I first remember my mother talking to herself in that same kitchen and asking who she was talking to more often now as my alter ego impulsively shares some candid humor with and about myself.
The sycamores are pushing leaves against green hillsides along the creek— thin clouds smeared upon blue seas above fresh snow upstream, and we
old timers wait for the wildflowers we remember, their names and faces begging for a moment in the sun far from the news in Washington.
Thank God it finally rained after months of fog, the only moisture to keep the grass alive, and only now does it start to grow after the frost and freezing mornings
that make strong feed. You can see it piled behind the heifers, instead of puddles, licking themselves as if their coats were combed with gobs of Brylcreem.
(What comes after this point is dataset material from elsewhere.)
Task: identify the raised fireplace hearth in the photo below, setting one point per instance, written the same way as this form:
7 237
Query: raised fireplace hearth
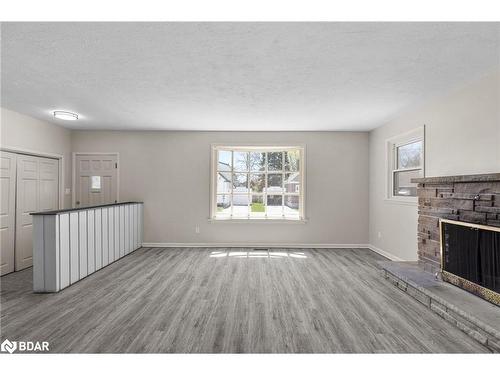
463 211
It’s the little things that tell the story I’m looking for—Baby Blue Eyes, Mariposa Lillies and Pretty Faces to greet me spring mornings.
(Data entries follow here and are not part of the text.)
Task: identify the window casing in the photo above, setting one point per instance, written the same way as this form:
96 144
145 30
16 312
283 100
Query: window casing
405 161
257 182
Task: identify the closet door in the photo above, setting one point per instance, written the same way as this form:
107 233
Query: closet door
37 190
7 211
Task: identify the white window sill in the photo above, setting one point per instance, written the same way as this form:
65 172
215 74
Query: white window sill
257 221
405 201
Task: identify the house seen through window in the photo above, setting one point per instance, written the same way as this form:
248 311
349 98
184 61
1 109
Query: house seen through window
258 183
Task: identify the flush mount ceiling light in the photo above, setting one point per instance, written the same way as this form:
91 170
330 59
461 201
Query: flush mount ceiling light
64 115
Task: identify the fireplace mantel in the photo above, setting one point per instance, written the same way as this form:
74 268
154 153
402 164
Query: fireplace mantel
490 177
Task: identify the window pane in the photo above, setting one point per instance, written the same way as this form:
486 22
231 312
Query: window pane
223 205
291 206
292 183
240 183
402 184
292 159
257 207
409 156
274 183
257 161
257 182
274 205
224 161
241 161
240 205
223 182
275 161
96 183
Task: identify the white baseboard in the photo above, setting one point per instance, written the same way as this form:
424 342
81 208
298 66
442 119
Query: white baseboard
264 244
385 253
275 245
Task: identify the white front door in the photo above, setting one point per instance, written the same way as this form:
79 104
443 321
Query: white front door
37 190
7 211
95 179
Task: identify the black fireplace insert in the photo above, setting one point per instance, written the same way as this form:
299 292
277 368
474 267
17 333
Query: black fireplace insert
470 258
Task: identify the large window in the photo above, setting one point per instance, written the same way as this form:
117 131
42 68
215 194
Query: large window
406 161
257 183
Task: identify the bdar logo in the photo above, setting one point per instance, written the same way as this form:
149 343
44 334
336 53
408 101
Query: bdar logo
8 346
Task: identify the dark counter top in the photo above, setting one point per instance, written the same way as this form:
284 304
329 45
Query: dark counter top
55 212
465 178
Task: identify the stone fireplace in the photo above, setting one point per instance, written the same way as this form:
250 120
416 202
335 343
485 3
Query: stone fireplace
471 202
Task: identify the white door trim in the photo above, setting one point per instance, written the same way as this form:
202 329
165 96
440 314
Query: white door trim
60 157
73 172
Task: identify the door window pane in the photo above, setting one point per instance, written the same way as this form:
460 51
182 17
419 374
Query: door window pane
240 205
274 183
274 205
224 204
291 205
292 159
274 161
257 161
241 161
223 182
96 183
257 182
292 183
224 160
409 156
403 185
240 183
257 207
Sunday morning’s horoscope suggests why not write some poetry planets aligned for me to be feeling especially inspired or artistic and I try, despite the broken tooth too short to extract with vice grips, crumbling, throbbing with coffee.
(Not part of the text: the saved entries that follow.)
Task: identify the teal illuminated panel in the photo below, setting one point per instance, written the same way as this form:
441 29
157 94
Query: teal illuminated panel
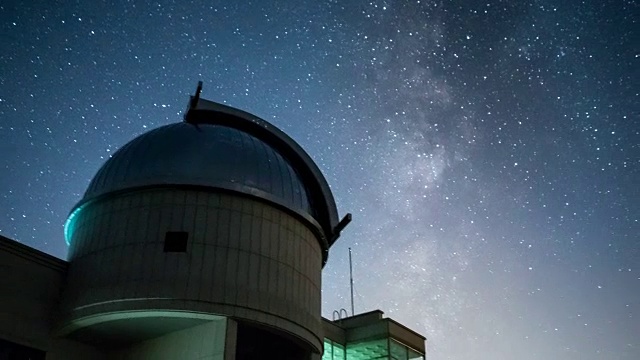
376 349
69 225
400 351
333 351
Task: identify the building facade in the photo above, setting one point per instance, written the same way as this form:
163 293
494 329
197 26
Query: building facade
203 239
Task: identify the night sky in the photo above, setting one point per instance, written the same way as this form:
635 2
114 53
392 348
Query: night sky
489 151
Devastation at the distant feral cat’s food down at the shop, a raccoon, I suspect, stuck in the small door cut in its thirty-gallon cover. I envision the coon panicked, flipping over— kibble scattered like gravel, empty dishes upside down, secret humor as I reclaim the mess.
And the weeds we sprayed yesterday from the welcome rains that washed-out all the fences across the creek between neighbors, their cattle headed south, tentatively exploring our empty pasture across from the house.
Dark shadows shrink upon the green, a picturesque pre-spring day in-the-making. I sip cold coffee and wait.
Wild, rough and rocky, Chemise and Manzanita pulling at my jacket’s sleeve, we followed a few cows and calves off the hill towards the corrals below before a branding
people scurrying to set the gates as we drew closer, you among them dashing with athletic grace that captured my attention—
young bull, thirty-seven years ago, six years friends, before asking in a poem would you be my Valentine?
We branded another bunch on the calf table yesterday, labeled by longtime neighbor Earl McKee as the “Iron Roper”.
The transition from heading and heeling our calves has been smooth, giving us the advantage of branding on short notice as opposed to inviting ropers days in advance during a busy branding season. Though not as much fun, we can get the job done quicker and with less people. We also think it’s easier on the calves not being drug across the corral waiting to be heeled, and keeping the bull calves off the ground while being castrated is also more sanitary.
In any event, it’s also easier on us and our close neighbors, but each to his own, we’ve been there.